What matters is not the brand of shoe, but the model of shoe.
Unlike generic footwear, a running shoe is designed to protect your feet and perform a specific function. The key to finding the best running shoe for you is finding the the best model to match your individual foot anatomy and running style.
When it comes to choosing Asics over Brooks or the other way around, know that both brands are near identical in what they offer runners. Each brand has a full line of running shoes and within each line, you are likely to find a running shoe that works for you. The trick is finding which model of running shoe is best for you and just because a model works one year, does not mean it will work in the future. Over time, your running gait can change or, slight modifications in the model itself can have a a positive or negative result.
I also want to go on record and say that Asics and Brooks, while popular among runners are not the only choice of running shoes out there. Several other shoe brands offer great choices as well. Saucony, Nike, New Balance, Mizuno, are just a few brands who have quality shoes on the market.

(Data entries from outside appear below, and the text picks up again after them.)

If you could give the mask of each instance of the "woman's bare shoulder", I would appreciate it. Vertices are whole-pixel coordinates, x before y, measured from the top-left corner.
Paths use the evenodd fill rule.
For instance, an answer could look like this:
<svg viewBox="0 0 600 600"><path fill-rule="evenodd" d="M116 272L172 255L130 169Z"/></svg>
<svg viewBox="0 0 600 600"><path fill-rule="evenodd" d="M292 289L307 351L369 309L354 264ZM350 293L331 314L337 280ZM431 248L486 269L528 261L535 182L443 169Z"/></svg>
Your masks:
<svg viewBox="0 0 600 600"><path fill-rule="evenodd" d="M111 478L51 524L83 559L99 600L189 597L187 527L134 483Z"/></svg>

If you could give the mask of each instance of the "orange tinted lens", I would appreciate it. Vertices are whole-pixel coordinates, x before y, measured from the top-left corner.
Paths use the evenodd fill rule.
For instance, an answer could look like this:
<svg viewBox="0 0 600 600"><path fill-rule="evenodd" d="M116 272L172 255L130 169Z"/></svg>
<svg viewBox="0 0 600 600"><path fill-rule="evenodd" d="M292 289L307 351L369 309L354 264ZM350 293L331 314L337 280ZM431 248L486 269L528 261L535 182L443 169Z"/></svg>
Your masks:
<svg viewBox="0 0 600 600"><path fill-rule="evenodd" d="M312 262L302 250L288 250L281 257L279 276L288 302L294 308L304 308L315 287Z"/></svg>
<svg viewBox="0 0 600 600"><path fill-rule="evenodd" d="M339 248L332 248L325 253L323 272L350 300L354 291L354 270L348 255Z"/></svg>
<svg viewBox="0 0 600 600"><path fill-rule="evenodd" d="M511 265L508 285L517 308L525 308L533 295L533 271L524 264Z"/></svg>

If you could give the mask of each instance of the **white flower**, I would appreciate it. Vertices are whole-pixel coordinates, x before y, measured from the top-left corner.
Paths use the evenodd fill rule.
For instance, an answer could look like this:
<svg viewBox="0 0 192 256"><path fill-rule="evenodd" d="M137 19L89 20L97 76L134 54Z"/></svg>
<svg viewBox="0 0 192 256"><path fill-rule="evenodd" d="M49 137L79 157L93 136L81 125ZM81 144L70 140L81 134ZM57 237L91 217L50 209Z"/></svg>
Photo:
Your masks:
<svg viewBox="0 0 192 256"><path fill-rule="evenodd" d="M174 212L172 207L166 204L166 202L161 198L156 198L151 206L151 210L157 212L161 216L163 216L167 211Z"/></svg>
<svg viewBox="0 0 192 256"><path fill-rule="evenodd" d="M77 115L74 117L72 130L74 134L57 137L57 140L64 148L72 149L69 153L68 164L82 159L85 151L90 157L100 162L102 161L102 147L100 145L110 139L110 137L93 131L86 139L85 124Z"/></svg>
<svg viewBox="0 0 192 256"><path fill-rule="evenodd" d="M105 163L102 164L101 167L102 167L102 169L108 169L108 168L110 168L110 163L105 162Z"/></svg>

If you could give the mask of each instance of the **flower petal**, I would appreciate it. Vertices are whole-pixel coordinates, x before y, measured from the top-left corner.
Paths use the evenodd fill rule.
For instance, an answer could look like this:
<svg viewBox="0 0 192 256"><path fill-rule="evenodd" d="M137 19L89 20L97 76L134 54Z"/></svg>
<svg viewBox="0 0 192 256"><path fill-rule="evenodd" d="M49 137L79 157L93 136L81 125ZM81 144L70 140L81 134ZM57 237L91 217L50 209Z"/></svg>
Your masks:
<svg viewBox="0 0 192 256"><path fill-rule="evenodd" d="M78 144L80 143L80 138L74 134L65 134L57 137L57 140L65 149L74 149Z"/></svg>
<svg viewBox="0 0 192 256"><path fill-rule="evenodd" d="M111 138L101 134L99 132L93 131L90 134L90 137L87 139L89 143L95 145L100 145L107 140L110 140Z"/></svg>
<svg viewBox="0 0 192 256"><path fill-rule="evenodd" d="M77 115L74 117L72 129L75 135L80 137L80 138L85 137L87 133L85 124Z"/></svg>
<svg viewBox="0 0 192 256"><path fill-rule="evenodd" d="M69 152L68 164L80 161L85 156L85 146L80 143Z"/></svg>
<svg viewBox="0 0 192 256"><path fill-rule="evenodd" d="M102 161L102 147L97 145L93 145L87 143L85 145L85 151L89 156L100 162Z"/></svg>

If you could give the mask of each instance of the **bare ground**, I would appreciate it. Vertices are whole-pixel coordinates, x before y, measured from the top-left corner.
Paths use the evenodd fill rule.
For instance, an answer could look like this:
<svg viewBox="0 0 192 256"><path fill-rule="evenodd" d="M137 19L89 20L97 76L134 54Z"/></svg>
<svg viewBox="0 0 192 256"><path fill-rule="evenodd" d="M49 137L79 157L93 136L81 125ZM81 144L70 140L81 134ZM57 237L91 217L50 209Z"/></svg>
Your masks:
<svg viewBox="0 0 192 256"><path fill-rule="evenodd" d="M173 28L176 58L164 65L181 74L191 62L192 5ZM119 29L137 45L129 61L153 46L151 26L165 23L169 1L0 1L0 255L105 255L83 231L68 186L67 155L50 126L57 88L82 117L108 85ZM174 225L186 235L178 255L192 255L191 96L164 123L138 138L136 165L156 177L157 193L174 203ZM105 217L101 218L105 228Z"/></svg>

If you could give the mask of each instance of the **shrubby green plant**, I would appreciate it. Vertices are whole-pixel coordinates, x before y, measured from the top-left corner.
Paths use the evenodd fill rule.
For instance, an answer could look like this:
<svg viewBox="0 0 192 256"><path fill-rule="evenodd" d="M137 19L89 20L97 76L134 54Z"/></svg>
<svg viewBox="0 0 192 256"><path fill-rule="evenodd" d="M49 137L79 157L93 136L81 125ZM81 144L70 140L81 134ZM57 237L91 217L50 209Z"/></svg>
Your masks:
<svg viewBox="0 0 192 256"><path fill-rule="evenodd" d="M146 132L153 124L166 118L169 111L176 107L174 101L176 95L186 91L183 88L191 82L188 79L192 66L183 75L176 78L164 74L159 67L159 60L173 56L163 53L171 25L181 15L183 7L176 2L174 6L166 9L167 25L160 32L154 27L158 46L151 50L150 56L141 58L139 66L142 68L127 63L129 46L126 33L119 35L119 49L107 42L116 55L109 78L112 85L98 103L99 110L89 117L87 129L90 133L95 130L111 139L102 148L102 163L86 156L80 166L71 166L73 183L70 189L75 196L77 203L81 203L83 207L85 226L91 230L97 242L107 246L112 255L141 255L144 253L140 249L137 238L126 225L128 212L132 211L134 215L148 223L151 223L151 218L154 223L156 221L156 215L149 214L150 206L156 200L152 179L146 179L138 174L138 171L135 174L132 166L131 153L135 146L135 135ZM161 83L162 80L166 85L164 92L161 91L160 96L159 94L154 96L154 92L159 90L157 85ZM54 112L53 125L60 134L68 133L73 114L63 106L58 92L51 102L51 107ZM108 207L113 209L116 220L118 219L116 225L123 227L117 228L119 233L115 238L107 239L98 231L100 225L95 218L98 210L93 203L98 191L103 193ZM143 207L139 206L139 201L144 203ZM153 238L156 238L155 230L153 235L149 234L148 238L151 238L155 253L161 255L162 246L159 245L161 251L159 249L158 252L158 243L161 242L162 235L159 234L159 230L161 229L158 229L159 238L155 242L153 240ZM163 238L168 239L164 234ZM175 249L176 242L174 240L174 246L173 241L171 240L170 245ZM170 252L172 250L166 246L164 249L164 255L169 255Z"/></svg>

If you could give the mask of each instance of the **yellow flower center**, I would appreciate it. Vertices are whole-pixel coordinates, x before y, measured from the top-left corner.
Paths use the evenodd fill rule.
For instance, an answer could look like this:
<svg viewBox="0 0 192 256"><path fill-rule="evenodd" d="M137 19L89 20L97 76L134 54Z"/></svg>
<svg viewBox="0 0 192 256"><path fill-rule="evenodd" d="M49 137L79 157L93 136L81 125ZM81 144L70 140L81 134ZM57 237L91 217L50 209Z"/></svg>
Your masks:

Over the past several years I have tried many brands of running shoes, but I keep coming back to Asics or Brooks, specifically these models (Amazon links): Asics Gel Nimbus and Brooks Ghost. Both are well-made, well-cushioned, neutral shoes. At the time of writing this article I am trying out the Brooks Glycerin 17 which is a heavy cushioned, neutral, running shoe. It definitely has a more cushioned ride, yet I have not noticed any difference in weight.
If you are a neutral runner, meaning you do not excessively pronate (some pronation is good) or supinate (does not pronate at all, often putting stress on the outside of the foot) then these are great shoe options if you want a more cushioned ride. If you are unsure, it is best to get your gait analyzed by a running store, and then test out your new shoes.